On 13/11/2013 12:58, Quoth TYSON Kieran:
The program compiles and runs without fault up until the program exits and the queues destructor is called. An unhandled exception is thrown on the destruction of the queue.
Queue destruction is not threadsafe; you need to be able to guarantee that no thread is currently in the process of trying to push or pop at the time that the destructor is called. Have you traced what exception is actually thrown? And also, what version of Boost and what platform are you running on?
Are there size limitations on the message of a lockfree queue?
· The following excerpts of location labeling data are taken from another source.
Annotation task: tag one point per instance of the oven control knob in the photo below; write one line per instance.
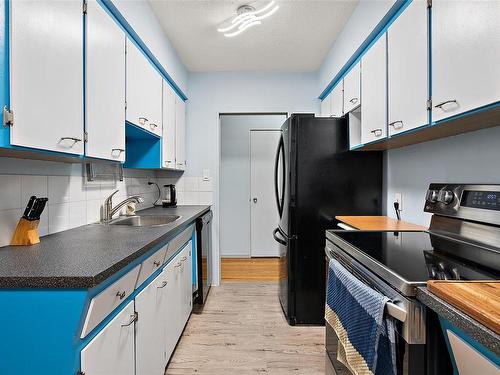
(432, 195)
(446, 196)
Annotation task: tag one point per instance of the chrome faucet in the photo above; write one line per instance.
(109, 210)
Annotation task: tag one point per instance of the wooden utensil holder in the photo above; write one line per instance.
(26, 233)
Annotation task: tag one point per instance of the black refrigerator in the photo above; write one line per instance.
(317, 178)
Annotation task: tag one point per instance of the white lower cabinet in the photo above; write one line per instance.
(111, 352)
(153, 327)
(151, 305)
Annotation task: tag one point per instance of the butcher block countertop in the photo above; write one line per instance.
(378, 223)
(478, 299)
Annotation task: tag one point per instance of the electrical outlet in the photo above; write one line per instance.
(398, 197)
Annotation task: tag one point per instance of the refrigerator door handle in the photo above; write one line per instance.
(281, 241)
(279, 200)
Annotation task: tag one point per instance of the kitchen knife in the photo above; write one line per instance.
(29, 206)
(39, 208)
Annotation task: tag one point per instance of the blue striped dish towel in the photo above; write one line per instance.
(356, 314)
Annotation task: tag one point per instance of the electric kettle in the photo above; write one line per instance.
(169, 199)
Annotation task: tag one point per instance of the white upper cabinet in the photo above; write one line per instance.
(144, 91)
(46, 75)
(168, 140)
(337, 101)
(373, 90)
(465, 56)
(407, 69)
(105, 91)
(180, 133)
(352, 87)
(112, 350)
(325, 106)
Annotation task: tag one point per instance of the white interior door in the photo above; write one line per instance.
(264, 216)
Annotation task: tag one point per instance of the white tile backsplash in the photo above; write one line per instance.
(58, 191)
(32, 185)
(58, 217)
(10, 192)
(73, 201)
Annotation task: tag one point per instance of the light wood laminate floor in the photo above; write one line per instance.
(242, 331)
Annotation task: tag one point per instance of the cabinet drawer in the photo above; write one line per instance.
(151, 264)
(109, 299)
(179, 241)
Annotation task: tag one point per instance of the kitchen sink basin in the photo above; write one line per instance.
(146, 220)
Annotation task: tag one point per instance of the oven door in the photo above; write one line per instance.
(410, 358)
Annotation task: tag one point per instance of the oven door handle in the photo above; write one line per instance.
(392, 308)
(396, 312)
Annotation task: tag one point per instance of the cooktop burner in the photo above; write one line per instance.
(418, 256)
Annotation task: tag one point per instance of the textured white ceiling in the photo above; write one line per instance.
(296, 38)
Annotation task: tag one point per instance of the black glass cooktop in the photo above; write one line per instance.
(420, 256)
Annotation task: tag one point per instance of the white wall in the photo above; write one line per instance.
(214, 93)
(140, 16)
(366, 16)
(472, 158)
(235, 180)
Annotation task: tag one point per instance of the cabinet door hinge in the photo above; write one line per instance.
(8, 117)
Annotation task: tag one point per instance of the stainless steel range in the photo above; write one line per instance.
(463, 242)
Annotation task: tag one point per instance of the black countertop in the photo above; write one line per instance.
(461, 320)
(85, 256)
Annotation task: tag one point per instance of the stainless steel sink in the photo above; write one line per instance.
(146, 220)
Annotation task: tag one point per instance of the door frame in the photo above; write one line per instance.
(250, 172)
(217, 199)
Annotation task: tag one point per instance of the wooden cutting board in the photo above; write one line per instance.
(378, 223)
(478, 299)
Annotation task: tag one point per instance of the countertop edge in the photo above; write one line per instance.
(461, 320)
(12, 283)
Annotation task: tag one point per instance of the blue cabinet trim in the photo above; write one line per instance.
(129, 30)
(447, 326)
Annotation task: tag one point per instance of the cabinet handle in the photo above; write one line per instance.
(74, 139)
(133, 318)
(440, 105)
(119, 150)
(121, 295)
(163, 285)
(395, 124)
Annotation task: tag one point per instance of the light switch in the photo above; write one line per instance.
(206, 175)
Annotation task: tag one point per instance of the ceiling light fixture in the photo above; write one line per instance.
(247, 16)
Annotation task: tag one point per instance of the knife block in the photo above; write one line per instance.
(26, 233)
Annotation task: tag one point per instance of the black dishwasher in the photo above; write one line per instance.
(204, 256)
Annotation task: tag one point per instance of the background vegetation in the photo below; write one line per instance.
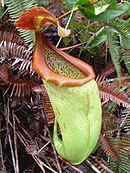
(26, 116)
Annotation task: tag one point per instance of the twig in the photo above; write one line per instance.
(39, 163)
(55, 154)
(71, 166)
(92, 166)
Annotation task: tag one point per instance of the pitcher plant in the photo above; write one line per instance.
(71, 87)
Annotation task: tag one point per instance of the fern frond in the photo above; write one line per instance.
(122, 27)
(17, 7)
(13, 48)
(122, 144)
(112, 91)
(19, 87)
(125, 120)
(113, 43)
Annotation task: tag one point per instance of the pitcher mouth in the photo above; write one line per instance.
(51, 63)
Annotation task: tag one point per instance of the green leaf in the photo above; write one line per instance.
(78, 115)
(113, 43)
(111, 12)
(82, 2)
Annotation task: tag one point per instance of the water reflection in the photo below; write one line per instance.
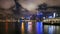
(29, 27)
(51, 29)
(39, 27)
(22, 28)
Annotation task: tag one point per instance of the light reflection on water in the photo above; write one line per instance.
(51, 29)
(40, 28)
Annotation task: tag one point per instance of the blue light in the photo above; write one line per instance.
(39, 28)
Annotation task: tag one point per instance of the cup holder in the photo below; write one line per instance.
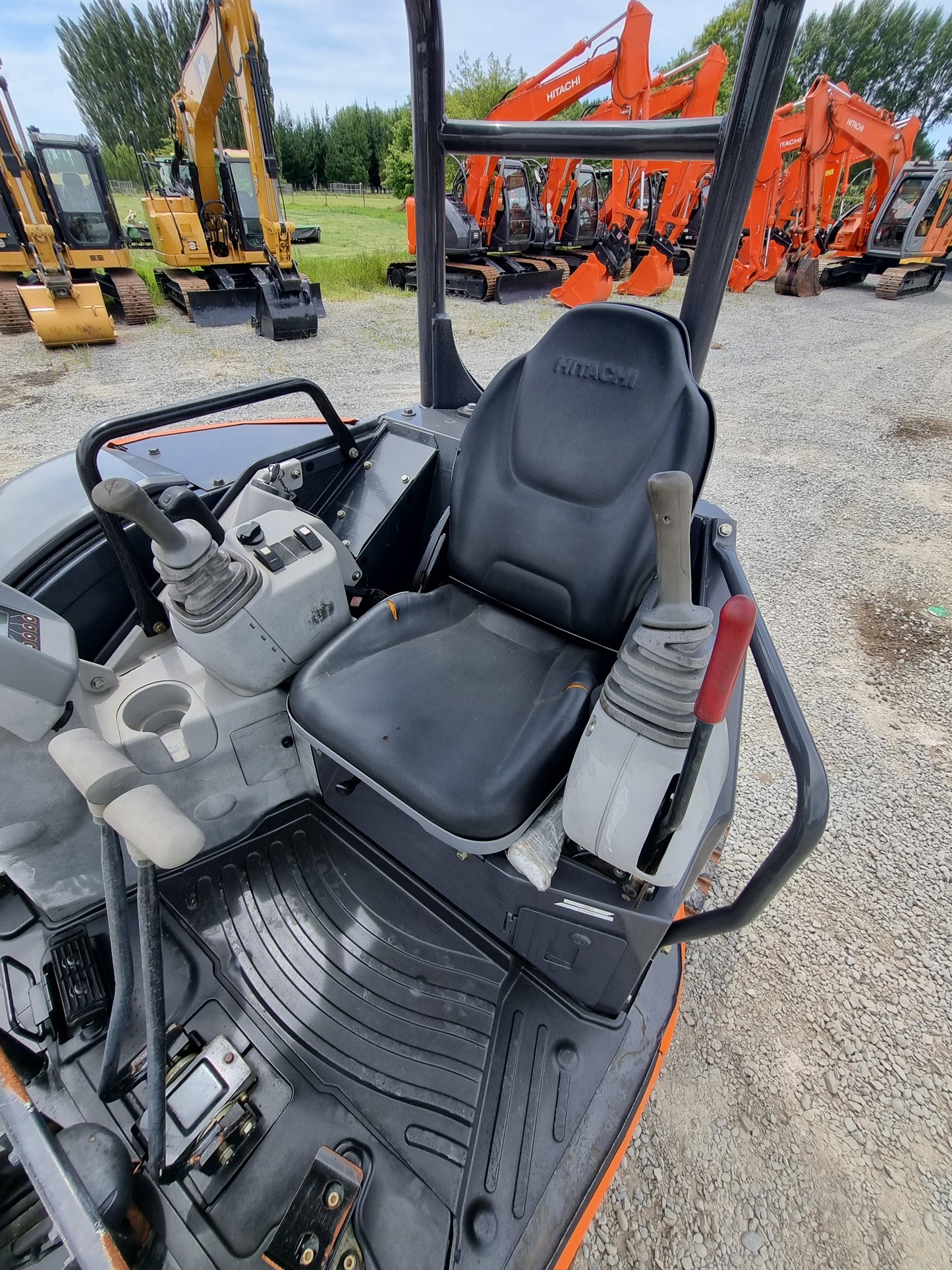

IIRC, if you use fixed_size you're limited to a max of 65535 objects, but I don't think there's a per-object size limit; it just needs to be a POD-like type (trivially constructable, copyable, and destructible). But bear in mind that the nature of lock-free access (particularly for an MPMC algorithm) means that the data might be copied more than once for a single push/pop operation, so given the size of your payload you might be better off keeping pointers in your queue rather than the full object anyway. (You can create the full objects up front and then push the pointers on a lock-free stack as a freelist; to add an item you pop one off the freelist, fill it, and push it into the queue; once it's popped off the queue and processed you can push the pointer back onto the freelist stack.) Unfortunately given the type restrictions you can only store a bare pointer, not a smart pointer. So if you take this approach you'll have to remember to explicitly pop and delete any objects remaining in the queue or freelist when you're done.